Matick has only 446 total vehicles on its lot when it would normally have close to 1,000. In fact, when a hauler pulls up to Matick Chevrolet in Redford, nearly half the vehicles on it are already sold.

"It’s not dire, but the chip shortage is impacting our inventory levels," Zimmermann said. "We’re trying to be as pro-active as possible in reaching out to customers. We don’t want a customer who, in the July time frame, has a lease due and they say, 'What do you mean there’s no trucks?' So we are reaching out and saying ‘Here’s the situation.’"
There are a “tremendous amount” of customers who are pre-ordering vehicles with money down, Zimmermann said. Still, Matick typically sells 500 to 600 new and used cars a month. In April, it did 420.

“It’s not bad, it could be worse," Zimmermann said. "I am really confident in what General Motors has decided to do. The build-shy strategy will pay dividends in the fourth quarter."

Katie Bowman Coleman, owner of Bowman Chevrolet in Clarkston, said she has 60 vehicles that are in build-shy status and will be delivered to her in the third quarter. Her staff is calling lease customers six months ahead of a lease coming due to start a pre-order for another vehicle.
"The third quarter should give us some relief," Coleman said. "Build-shy is keeping the line going right now, which is great, but at some point the slinky will come back down the stairs and you have to do something with those vehicles.”

Different dealer strategy
Barra has said the chip shortage could cost GM up to $2 billion in lost earnings this year, but she expected chip supplies to return to normal in the second half of the year and that GM would try to make up as much lost production as possible. On Wednesday, Barra said GM is "highly confident" it will hit the high end of its guidance of earnings before interest and taxes of $10 billion to $11 billion.

But on Monday, Intel Corp. CEO Pat Gelsinger predicted the chip problem will plague the auto industry "for a few more years," Bloomberg reported.

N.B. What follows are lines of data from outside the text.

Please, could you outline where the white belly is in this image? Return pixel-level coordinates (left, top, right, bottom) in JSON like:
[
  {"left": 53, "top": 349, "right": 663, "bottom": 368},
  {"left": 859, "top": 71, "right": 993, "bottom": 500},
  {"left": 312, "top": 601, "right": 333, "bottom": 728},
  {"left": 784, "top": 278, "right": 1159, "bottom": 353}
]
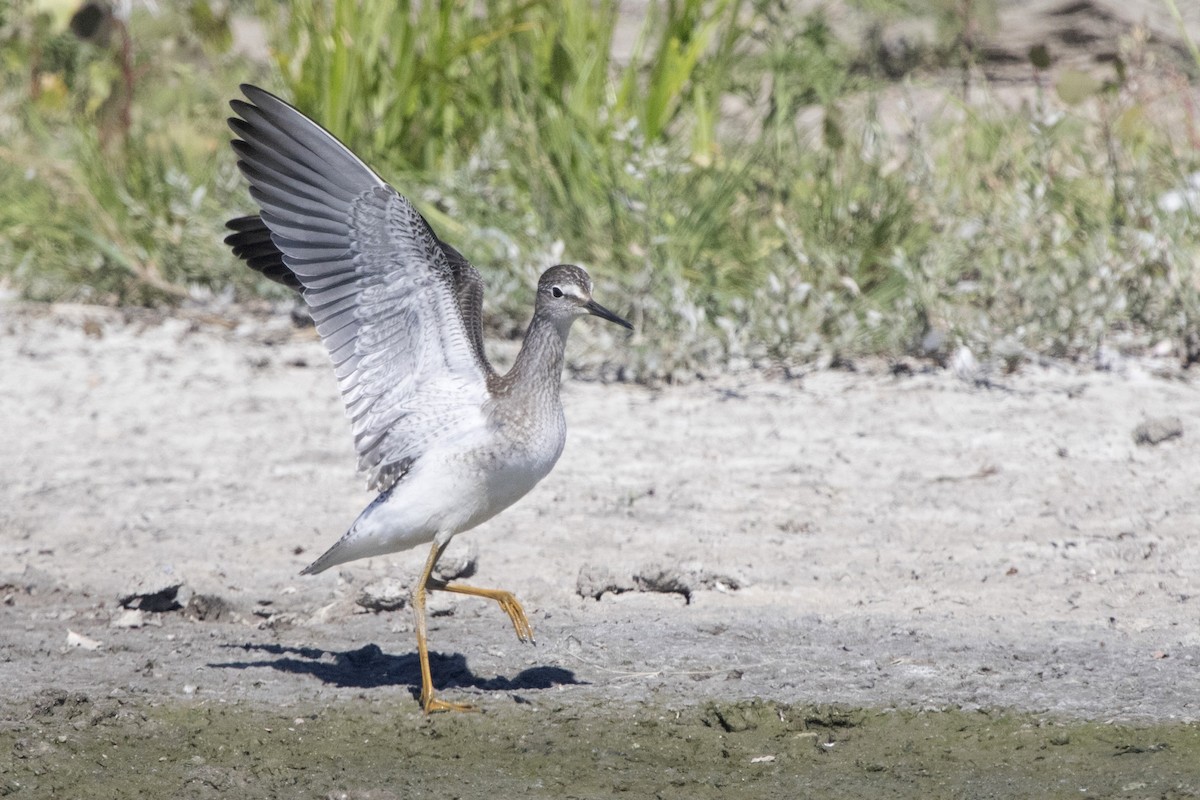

GM's Barnas said the automaker continues to keep dealers informed of the situation and is "working to provide them with as many in-demand products as possible.”
Still, the chip shortage means dealers might have to get used to operating on lower inventories in the future, Barra said Wednesday.

“We will never go back to that inventory we had pre-pandemic because we’ve learned how to get the right vehicle to the right dealer and customer at the right time without having to have deep inventory on their lot,” Barra said, adding she’s had dealers email her pictures of their empty lots.

“We’ve learned a lot. Our dealers have been very agile and we have tools that GM developed that has helped dealers have visibility as to what vehicles are coming to their lot and when,” Barra said. “We will run at a lower level of inventory, not a lot lower because a consumer does like to come to a dealership and be able to drive off a lot in a new car, but we can be more efficient.”

'A sellers' market'
In the meantime, the laws of supply and demand work in dealers' favor.
“It’s a sellers’ market with very little room for negotiation," Coleman said. "Most of our vehicles are still not close to sticker, but that’s because of the employee pricing that happens in metro Detroit.”

Wall Street views the situation similarly. The industry has an average supply of a record low 33 days, wrote Adam Jonas, an analyst for Morgan Stanley, in a research note on May 4. Ford and GM lead the industry in terms of vehicles taken out of the production schedule, according to AutoForecast Solutions. It said Ford is projected to have 362,663 fewer vehicles produced this year and GM to have 326,651 fewer vehicles built.
But consumer demand for new cars is robust, so "amid a semi chip shortage, the question now turns to whether we potentially run out of cars?" Jonas wrote in the research note.
Still, the timing of the chip shortage, along with increased demand for new cars, is "the most favorable supply/demand situation at the manufacturer and dealer level in living memory," Jonas wrote.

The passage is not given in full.